The essence of most nicknames was that they were almost always off-handedly bestowed, never chosen by the carrier. Nicknames that could stick to a person for a lifetime usually originated in throw-away lines, offered as casual asides. Most recipients of an adhering nickname, after some futile resistance, would reluctantly acquiesce to their new identities. There are men today in their seventies who, were I to meet then on the street or were their names to come up in conversation, would be greeted or referred to reflexively in the often inexplicable nominatives of their schoolyard or corner lounging days. These were not the benign names of contemporary suburbia. There were no cutesy, parentally endowed “Chips” or “Skips.” These were names like “Jiggs,” “Ozzie” and “Nuggie,” likewise “Fat Sam” and “Fat Ralph,” who incidentally was not fat.

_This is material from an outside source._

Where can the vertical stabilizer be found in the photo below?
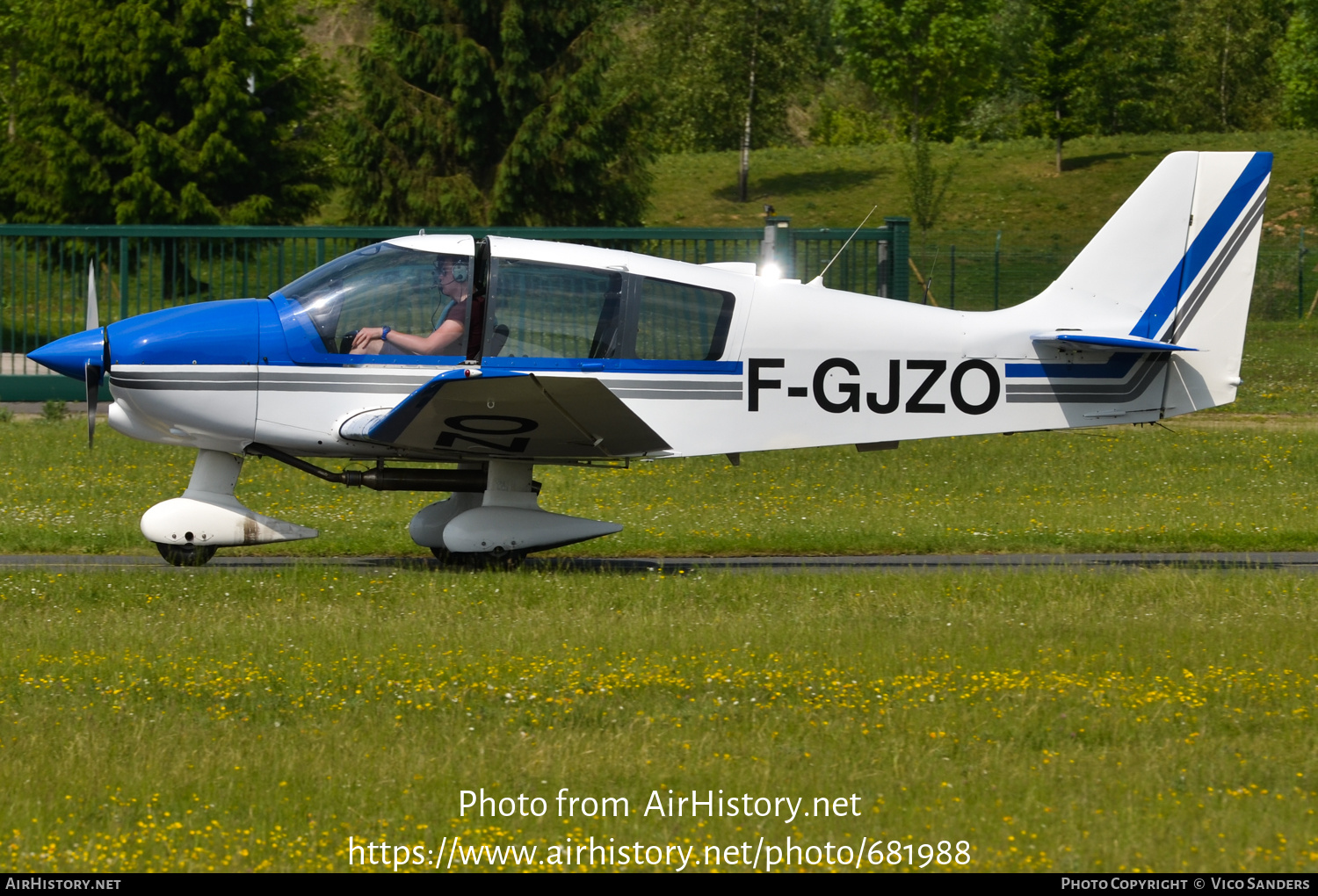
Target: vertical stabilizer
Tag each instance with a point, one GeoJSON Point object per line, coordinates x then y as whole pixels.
{"type": "Point", "coordinates": [1213, 306]}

We had a “Buzz,” more than one “Ace,” a “Duke” and a “Babe.” There was a “Lips,” a “Joe Guinea” and even a “B. O.,” who smelled no worse that the rest of us. “Roughhouse Ray” was a guy congenitally incapable of putting up his dukes, and “Bones” approached the obese. I knew a “Mouse,” a “Chickie,” a “Pidgie,” a “Jug” and a “Gobbler.” Where that last one came from, I have no idea. “Bull Moose” was an imposingly muscular retarded guy who wandered the neighborhood in silence, and the name “Dippy John” was the price that a kid with minor birth defects paid to belong on the corners. “Dippy John” was in no way “dippy.”
I was present when a co-worker told a low-grade joke about a gay attack dog barking “Bowsie-Wowsie.” From that day on he was “The Bowser,” and none of his resentful objections were to any avail.
A cousin of mine got stuck at the age of seven with the name of his radio adventure hero “Brick Bradford.” The full name morphed to “Bricky” and is still answered to by a man now in his sixties. Fifty years ago, another cousin married a plus six-foot sailor who continues to get “Stretch.” An eighth-grade classmate, whose given name I no longer recall, was tagged with “Uncle Miltie,” and another has carried “Fuzzy” into seniorhood. While nicknames were a guy thing, I can recall a “Bubbles,” a “Cookie” and even a “Jukey.”
A kid named Joe lived across the street and it was my own father who, referencing a newspaper ad for a Yiddish theater production of the play “Yostle the Bum,” hung that name on Joe. The name took instantly and permanently, contracting quickly to just “Yostle” and from there to “Yos.” I doubt that hardly anyone from the neighborhood remembers him as anything other than Joe “Yos.”
For the record, I managed to elude getting a nickname.